Por Otávio Marchesini — Especialista em Esportes da Espresso Italia
Na manhã seguinte ao pódio, Sofia Goggia transformou o alívio competitivo em uma declaração de afeto e memória. Em uma carta publicada nas redes sociais, a campeã revisitou a sua relação com Cortina — e com a história que a pista Olympia delle Tofane carrega — e dedicou a medalha de bronze na descida livre a Elena Fanchini, companheira de equipe que morreu em 8 de fevereiro de 2023.
Goggia, que há anos escolheu a encosta das Tofane como um “lugar do coração”, retomou imagens da antiga cadeira tripla que leva ao portão de largada, quando o sol nascente toca as Dolomitas.
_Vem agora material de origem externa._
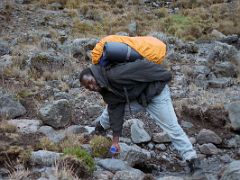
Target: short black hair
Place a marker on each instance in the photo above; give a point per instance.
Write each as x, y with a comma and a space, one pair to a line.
84, 72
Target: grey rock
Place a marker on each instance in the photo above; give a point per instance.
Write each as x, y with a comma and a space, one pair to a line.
133, 154
186, 124
217, 34
219, 83
87, 147
138, 133
56, 114
161, 147
5, 62
208, 136
122, 33
94, 111
234, 114
130, 174
75, 129
102, 175
225, 69
226, 158
9, 107
161, 137
234, 142
231, 171
26, 126
209, 149
47, 43
170, 178
4, 48
62, 95
54, 136
55, 6
45, 158
113, 165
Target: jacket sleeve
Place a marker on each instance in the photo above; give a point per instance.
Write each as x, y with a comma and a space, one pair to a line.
138, 71
116, 114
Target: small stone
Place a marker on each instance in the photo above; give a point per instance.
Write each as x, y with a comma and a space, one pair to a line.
209, 149
161, 147
26, 126
231, 171
113, 165
138, 133
151, 146
161, 137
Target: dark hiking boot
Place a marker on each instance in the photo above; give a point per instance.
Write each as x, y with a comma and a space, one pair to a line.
99, 130
195, 169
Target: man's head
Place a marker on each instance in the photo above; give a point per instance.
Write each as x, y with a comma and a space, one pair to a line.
88, 81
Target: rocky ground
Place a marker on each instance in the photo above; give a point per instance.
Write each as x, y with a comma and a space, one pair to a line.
43, 108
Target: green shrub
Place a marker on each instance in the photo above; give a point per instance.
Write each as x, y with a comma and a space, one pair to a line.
82, 155
100, 146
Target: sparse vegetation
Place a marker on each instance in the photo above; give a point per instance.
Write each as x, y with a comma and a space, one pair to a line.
82, 155
47, 144
72, 141
100, 146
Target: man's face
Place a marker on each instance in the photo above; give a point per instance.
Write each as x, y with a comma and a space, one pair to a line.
90, 83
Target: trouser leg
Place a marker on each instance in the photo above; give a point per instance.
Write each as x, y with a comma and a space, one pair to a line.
161, 110
104, 118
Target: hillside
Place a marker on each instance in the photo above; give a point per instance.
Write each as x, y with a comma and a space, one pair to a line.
47, 118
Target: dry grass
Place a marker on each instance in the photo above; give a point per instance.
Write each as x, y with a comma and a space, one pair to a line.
19, 174
63, 171
72, 141
47, 144
7, 128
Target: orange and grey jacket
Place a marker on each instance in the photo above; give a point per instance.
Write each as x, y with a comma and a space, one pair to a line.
148, 47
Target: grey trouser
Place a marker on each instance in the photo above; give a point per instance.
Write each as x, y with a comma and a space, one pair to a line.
162, 112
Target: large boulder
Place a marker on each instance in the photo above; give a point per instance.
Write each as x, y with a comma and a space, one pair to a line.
225, 69
231, 171
26, 126
234, 114
133, 154
57, 113
9, 107
53, 135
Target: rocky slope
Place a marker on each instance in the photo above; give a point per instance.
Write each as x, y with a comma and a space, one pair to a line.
44, 111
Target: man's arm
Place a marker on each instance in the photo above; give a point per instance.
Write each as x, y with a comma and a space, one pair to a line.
116, 115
Foi ali, escreveu ela, que enfrentou uma prova marcada por variáveis técnicas e emocionais — situações que a atleta diz ter administrado com cabeça firme e o coração no limite.
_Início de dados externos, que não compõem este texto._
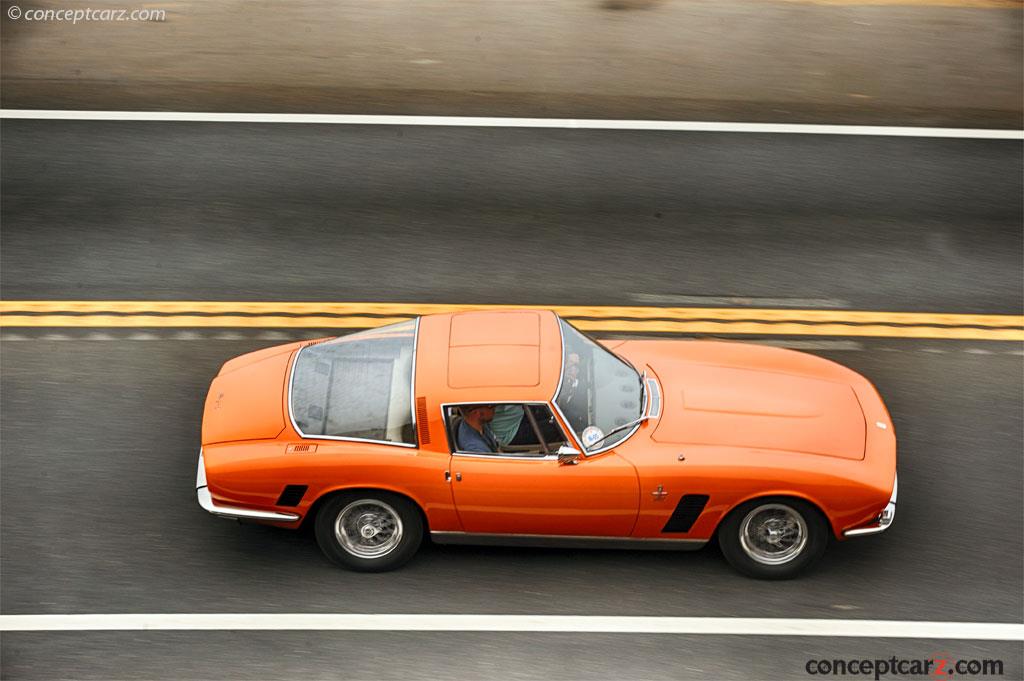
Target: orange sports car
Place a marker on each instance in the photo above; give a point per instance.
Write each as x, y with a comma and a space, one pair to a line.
512, 427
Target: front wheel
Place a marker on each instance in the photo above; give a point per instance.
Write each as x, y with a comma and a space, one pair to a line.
773, 539
369, 531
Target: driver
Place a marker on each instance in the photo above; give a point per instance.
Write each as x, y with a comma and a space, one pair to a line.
474, 432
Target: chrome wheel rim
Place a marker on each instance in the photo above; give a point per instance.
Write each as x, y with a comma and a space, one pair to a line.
368, 528
773, 534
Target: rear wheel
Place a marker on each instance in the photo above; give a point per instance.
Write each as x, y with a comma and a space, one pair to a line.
369, 531
773, 539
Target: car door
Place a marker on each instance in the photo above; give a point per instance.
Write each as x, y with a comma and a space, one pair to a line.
522, 493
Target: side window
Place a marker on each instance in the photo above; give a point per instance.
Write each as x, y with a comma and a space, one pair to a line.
509, 429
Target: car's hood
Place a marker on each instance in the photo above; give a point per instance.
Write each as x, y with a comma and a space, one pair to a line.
246, 400
752, 401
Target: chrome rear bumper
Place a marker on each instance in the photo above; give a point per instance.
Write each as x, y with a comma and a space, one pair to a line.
885, 518
206, 501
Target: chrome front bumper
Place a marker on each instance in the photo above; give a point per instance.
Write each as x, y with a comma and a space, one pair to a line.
885, 518
206, 501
O pódio em Cortina representa uma continuidade extraordinária em sua coleção olímpica: ouro em Pyeongchang 2018, prata em Pequim 2022 e agora o bronze na edição de 2026. Um ciclo que diz menos sobre números e mais sobre consistência e adaptabilidade em pistas que testam a técnica e o caráter. No texto, ela recorda uma estatística pessoal impressionante: desde 2017, nas provas que concluiu em Olympia delle Tofane, sempre subiu ao pódio, quatro vezes no degrau mais alto — um dado que revela uma relação singular entre atleta e lugar.
Mas a mensagem de Goggia teve também um tom de homenagem. A data de 8 de fevereiro ficou, para ela, marcada não apenas pela prova, mas pela lembrança de Elena Fanchini. “Acredito firmemente que, nesta medalha, houve também a carícia de uma nossa companheira que se foi”, escreveu. A referência devolve ao esporte sua dimensão comunitária: atletas como símbolos, mas também como parte de uma teia de afeto que atravessa equipes, regiões e gerações.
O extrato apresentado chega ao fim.